Am 30.09.2025 hat die Stadtteilinitiative Olvenstedt zusammen mit der Verdi Jugend, dem Syrisch-Deutschen Kulturverein e.V., der Kollegschaft des BVIK und Menschen aus der Nachbarschaft die Rückwand des Orienta Markt auf vielfältige Art und Weise bemalt. Der Orienta-Markt am Bruno-Taut-Ring in Neu-Olvenstedt war erneut Ziel rechtsextremer Schmierereien. Die Antwort aus dem Stadtteil ließ aber nicht lange auf sich warten.

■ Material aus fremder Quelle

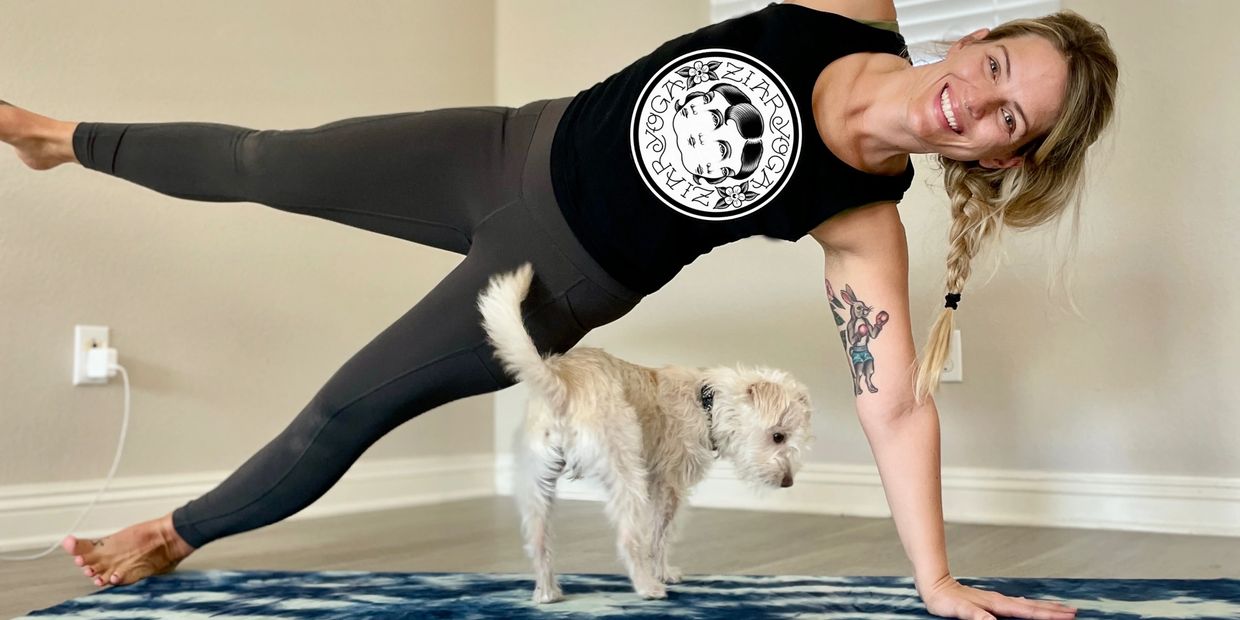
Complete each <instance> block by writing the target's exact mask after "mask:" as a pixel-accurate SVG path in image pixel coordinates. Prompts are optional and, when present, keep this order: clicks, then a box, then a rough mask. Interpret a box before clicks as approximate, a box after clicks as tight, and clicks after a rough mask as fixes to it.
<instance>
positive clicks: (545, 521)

Der Orienta-Markt am Bruno-Taut-Ring 118 ist seit Jahren ein Treffpunkt für Menschen unterschiedlichster Herkunft in Neu-Olvenstedt, einem Viertel, das in den 1980er Jahren als sozialistischer Plattenbau-Experimentalkomplex entworfen wurde und heute durch seine multikulturelle Nachbarschaft mitgeprägt wird.
Im September 2025 tauchten erneut mit blauer Graffiti-Farbe gesprühte Hakenkreuze an den Werbebannern und der Fassade des Markts auf. Es war nicht das erste Mal: Schon früher war der Markt über Jahre hinweg Zielscheibe solcher verfassungsfeindlichen Symbole gewesen. Eine damalige Kunstaktion hatte für vier Jahre Ruhe gesorgt, bis die Schmierereien zurückkehrten.
Die Aktion stand unter dem Zeichen zivilgesellschaftlicher Kraft: Vereine, Kulturakteure und Einzelpersonen aus dem Stadtteil arbeiteten Seite an Seite, als unmissverständliches Signal, dass Hass und Einschüchterung in Neu-Olvenstedt keinen Platz haben.